Sicherheitsdienstleistungen
Virenjäger im Atombunker

Immer schneller breiten sich Viren aus, immer rascher nutzen sie erkannte Fehler in populärer Software. Für die Hersteller von Sicherheitsprogrammen ist daher der Kampf gegen die Hacker ein ständiges Wettrüsten. In speziellen Einrichtungen überwachen IT-Experten rund um die Uhr die Computernetze ihrer Firmenkunden – dennoch steigt das Risiko.

LONDON. Die Wegbeschreibung klingt konspirativ: Am Postamt links und dann nach 500 Metern an dem großen Baum rechts den Berg hoch. Kein Hinweisschild findet sich an dem Hohlweg, der einspurig neben einem Privathaus von der Landstraße abzweigt. Oben auf der Kuppe ein kiesbestreuter Parkplatz, von dem aus ein paar Steinstufen bis vor eine Tür ohne Namensschild führen. Das ist der Eingang zum Security Operations Centre des US-Softwareherstellers Symantec in England, eineinhalb Autostunden von London entfernt.

Ein ausgedienter Wasserspeicher – im zweiten Leben ein Atombunker – dient dem führenden Hersteller von Sicherheitssoftware als Betriebszentrale, von der aus er Computernetze von 120 Firmenkunden auf Hacker-Angriffe überwacht. 30 IT-Experten arbeiten hier in Schichten rund um die Uhr. Sie werten eine Flut von Informationen aus, die Firewalls und Sicherheitsprogramme auswerfen. In Reihen sitzen sie konzentriert vor flachen Monitoren, an der Stirnwand des Hauptraumes flackern auf großen Bildschirmen rote Lichter auf Weltkarten und zeigen Brennpunkte der Hacker-Aktivität an.

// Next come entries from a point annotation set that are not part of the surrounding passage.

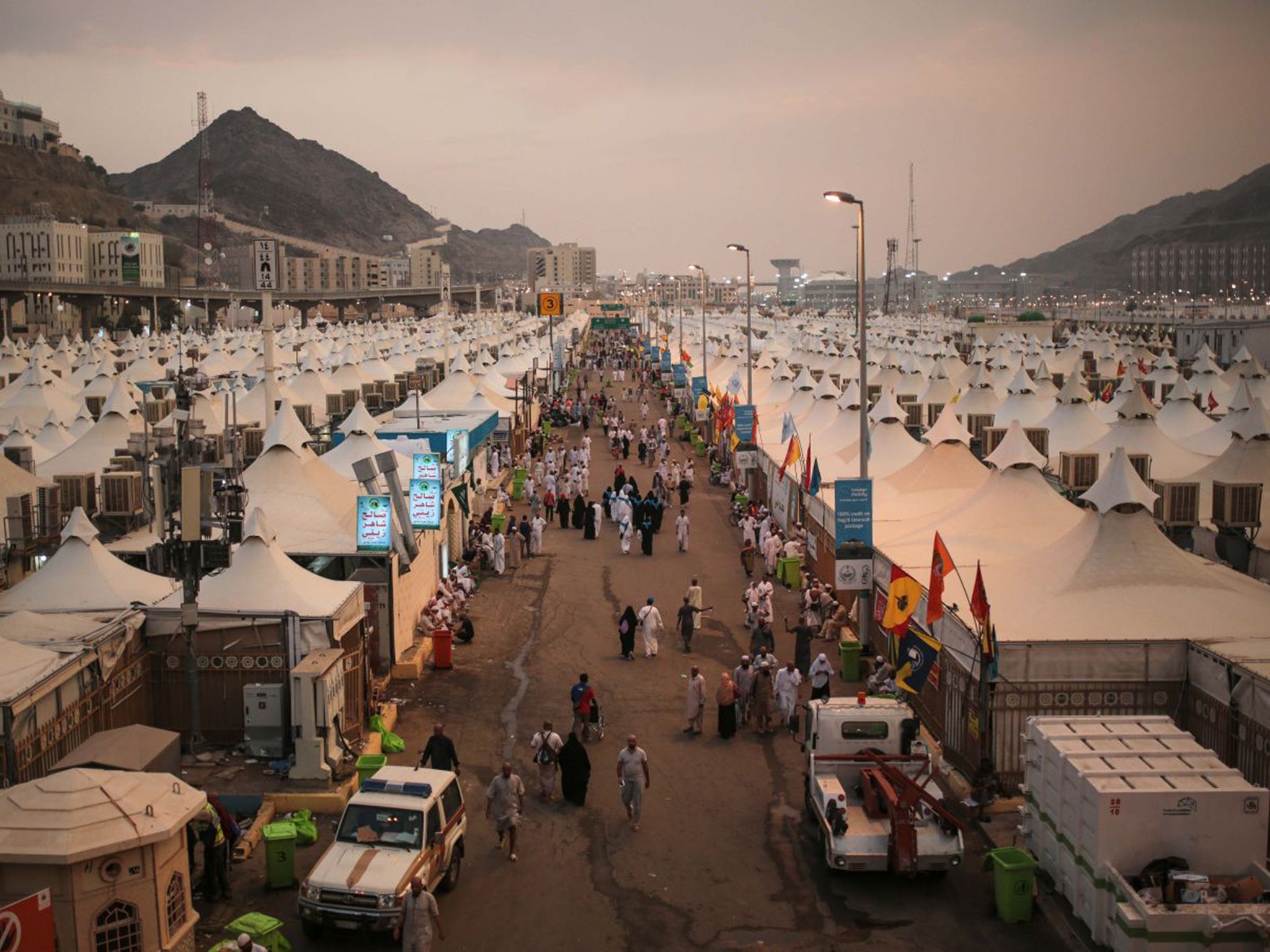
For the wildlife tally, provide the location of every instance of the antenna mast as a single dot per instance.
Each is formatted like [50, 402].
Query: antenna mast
[206, 208]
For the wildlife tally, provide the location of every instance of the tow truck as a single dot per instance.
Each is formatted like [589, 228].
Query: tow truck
[871, 788]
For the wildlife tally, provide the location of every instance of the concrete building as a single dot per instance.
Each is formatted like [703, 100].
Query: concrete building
[567, 268]
[1237, 270]
[425, 266]
[43, 249]
[106, 258]
[24, 125]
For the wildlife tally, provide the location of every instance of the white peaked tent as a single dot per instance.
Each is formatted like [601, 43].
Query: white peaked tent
[262, 580]
[311, 508]
[83, 576]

Der fensterlose Raum mit den meterdicken Betonwänden könnte als geheime Schaltzentrale in einem James-Bond-Film dienen, doch Alan Osborne, Senior Manager in dem Komplex, gesteht, dass es auch ein Flachbau im Industriepark tun würde, nur anonym und einbruchssicher muss er sein. „Es gibt den Kunden ein gutes Gefühl, dass wir in einem ehemaligen Atombunker sitzen – nötig wäre es nicht“, sagt Osborne.

Fünf solcher Zentren unterhält Symantec weltweit. Viel Routinearbeit verrichten die Sicherheitsexperten – nur ein Bruchteil der Warnmeldungen ist es wert, den Firmenkunden mitgeteilt zu werden. Doch oft genug ist der Alarm ernst und erfordert sofortiges Handeln. Die Berichte über solche Angriffe tauschen die Experten im Unternehmen weltweit aus – so entsteht eine globale Datenbank der Viren, Würmer und sonstigen Störenfriede.

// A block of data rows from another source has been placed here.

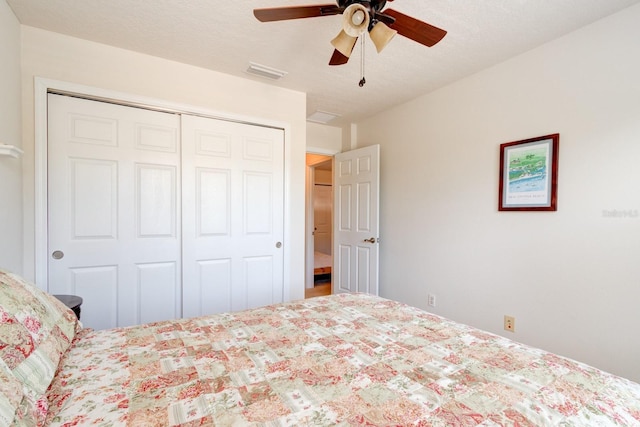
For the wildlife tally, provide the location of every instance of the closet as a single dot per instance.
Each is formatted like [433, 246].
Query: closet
[155, 215]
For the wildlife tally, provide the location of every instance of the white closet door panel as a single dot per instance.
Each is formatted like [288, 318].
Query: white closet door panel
[213, 202]
[234, 188]
[214, 285]
[114, 198]
[258, 206]
[94, 199]
[156, 201]
[259, 285]
[157, 282]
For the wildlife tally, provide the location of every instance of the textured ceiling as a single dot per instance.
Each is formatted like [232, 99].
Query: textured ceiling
[224, 36]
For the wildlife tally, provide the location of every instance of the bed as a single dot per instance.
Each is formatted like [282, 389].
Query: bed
[345, 360]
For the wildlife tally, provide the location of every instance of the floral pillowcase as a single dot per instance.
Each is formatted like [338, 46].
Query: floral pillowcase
[35, 331]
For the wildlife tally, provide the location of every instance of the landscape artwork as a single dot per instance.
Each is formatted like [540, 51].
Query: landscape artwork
[528, 170]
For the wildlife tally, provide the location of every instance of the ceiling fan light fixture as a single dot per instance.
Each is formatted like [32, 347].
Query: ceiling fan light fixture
[381, 35]
[344, 43]
[355, 20]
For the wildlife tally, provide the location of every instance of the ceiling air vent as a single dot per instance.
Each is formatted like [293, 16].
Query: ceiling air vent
[264, 71]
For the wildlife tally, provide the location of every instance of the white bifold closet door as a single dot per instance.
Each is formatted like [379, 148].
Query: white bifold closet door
[233, 189]
[143, 231]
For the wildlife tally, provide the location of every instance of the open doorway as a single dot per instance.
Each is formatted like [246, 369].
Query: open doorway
[319, 224]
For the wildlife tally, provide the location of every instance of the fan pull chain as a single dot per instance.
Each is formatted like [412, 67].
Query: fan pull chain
[362, 80]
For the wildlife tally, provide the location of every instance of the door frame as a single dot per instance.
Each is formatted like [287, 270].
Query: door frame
[43, 86]
[309, 224]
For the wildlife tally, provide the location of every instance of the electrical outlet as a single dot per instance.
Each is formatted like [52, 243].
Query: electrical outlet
[509, 323]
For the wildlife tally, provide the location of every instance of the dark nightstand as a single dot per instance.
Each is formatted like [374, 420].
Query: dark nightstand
[72, 301]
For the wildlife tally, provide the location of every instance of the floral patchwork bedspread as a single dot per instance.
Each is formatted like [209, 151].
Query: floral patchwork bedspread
[345, 360]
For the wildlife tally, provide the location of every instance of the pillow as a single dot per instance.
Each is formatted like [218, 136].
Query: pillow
[35, 331]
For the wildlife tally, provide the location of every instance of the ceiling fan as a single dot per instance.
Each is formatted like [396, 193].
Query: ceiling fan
[359, 16]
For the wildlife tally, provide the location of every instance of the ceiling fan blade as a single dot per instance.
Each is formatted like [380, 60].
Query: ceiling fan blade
[295, 12]
[415, 29]
[338, 59]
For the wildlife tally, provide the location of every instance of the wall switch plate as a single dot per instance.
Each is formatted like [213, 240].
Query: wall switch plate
[509, 323]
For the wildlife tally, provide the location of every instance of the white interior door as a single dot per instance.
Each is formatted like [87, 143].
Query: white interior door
[356, 215]
[113, 210]
[234, 193]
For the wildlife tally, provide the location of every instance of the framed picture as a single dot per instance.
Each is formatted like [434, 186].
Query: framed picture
[529, 174]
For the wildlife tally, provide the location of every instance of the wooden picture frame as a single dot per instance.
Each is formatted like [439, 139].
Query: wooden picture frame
[529, 174]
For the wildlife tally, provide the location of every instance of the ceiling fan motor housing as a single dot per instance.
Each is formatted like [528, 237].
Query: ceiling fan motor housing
[372, 5]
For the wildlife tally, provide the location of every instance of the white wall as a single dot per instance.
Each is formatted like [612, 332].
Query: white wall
[571, 278]
[323, 139]
[54, 56]
[10, 133]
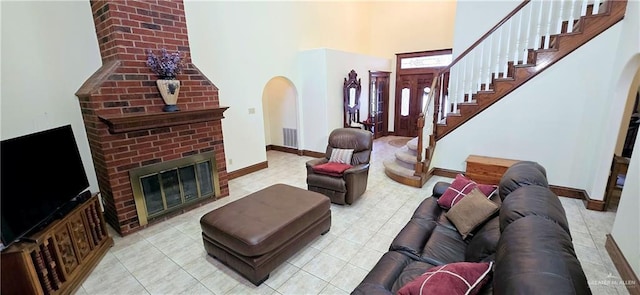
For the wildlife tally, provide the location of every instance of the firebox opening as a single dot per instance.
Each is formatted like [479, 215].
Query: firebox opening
[162, 188]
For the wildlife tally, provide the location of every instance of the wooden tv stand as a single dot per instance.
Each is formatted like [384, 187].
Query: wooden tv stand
[60, 257]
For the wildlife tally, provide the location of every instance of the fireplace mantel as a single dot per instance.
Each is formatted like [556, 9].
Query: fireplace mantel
[145, 121]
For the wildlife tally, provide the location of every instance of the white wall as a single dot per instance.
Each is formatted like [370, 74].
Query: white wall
[559, 96]
[409, 26]
[42, 70]
[281, 109]
[552, 119]
[483, 15]
[322, 73]
[241, 45]
[312, 85]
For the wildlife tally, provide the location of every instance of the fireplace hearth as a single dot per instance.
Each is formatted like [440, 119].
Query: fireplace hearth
[162, 188]
[127, 129]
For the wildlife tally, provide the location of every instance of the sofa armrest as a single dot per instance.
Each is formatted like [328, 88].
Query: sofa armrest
[356, 169]
[314, 162]
[439, 188]
[384, 274]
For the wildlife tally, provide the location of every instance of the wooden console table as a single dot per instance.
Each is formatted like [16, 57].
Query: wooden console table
[487, 170]
[60, 257]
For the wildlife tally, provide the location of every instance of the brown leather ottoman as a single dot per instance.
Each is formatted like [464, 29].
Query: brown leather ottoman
[257, 233]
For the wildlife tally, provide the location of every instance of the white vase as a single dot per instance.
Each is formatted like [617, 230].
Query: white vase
[169, 91]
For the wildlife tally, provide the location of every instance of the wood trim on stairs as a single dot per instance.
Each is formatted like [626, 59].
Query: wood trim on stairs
[247, 170]
[627, 276]
[590, 27]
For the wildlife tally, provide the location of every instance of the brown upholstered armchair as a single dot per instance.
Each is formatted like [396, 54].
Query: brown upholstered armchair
[345, 187]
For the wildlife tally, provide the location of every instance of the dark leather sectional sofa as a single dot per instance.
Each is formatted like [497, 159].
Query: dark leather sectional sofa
[529, 240]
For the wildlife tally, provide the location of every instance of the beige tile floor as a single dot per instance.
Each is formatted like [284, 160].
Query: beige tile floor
[169, 258]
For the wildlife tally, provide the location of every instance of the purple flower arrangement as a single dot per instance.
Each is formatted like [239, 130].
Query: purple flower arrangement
[165, 66]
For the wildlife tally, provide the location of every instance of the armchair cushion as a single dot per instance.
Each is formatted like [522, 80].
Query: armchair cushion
[341, 156]
[331, 168]
[460, 187]
[453, 278]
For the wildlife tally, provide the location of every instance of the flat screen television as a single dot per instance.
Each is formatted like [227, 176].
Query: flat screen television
[40, 174]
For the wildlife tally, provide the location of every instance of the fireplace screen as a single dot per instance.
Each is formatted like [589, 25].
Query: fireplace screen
[168, 186]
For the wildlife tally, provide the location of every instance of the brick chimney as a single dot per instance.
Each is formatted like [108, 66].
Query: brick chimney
[122, 108]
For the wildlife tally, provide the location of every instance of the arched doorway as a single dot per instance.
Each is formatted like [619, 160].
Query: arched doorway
[280, 112]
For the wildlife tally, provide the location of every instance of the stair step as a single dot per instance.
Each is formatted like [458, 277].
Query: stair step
[413, 144]
[394, 167]
[406, 155]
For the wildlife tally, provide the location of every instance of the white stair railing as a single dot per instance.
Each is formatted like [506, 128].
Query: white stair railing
[530, 26]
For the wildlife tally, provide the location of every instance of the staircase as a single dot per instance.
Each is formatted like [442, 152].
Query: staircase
[527, 41]
[402, 167]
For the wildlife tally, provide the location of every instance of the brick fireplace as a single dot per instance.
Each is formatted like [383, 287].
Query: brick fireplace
[122, 108]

„Solche Sicherheitsdienstleistungen bringen nur einen Bruchteil unseres Umsatzes ein“, sagt John Brigden, Symantec-Chef für Europa, Nahost und Afrika, „aber sie treiben unsere Produkte und Innovationen und sorgen dafür, dass wir vorne bleiben.“ 40 000 Sensoren in mehr als 180 Ländern registrieren jede infizierte Mail, jede versuchte Phishing-Attacke. Daraus lernen die Symantec-Entwickler für neue Versionen der Sicherheits-Software.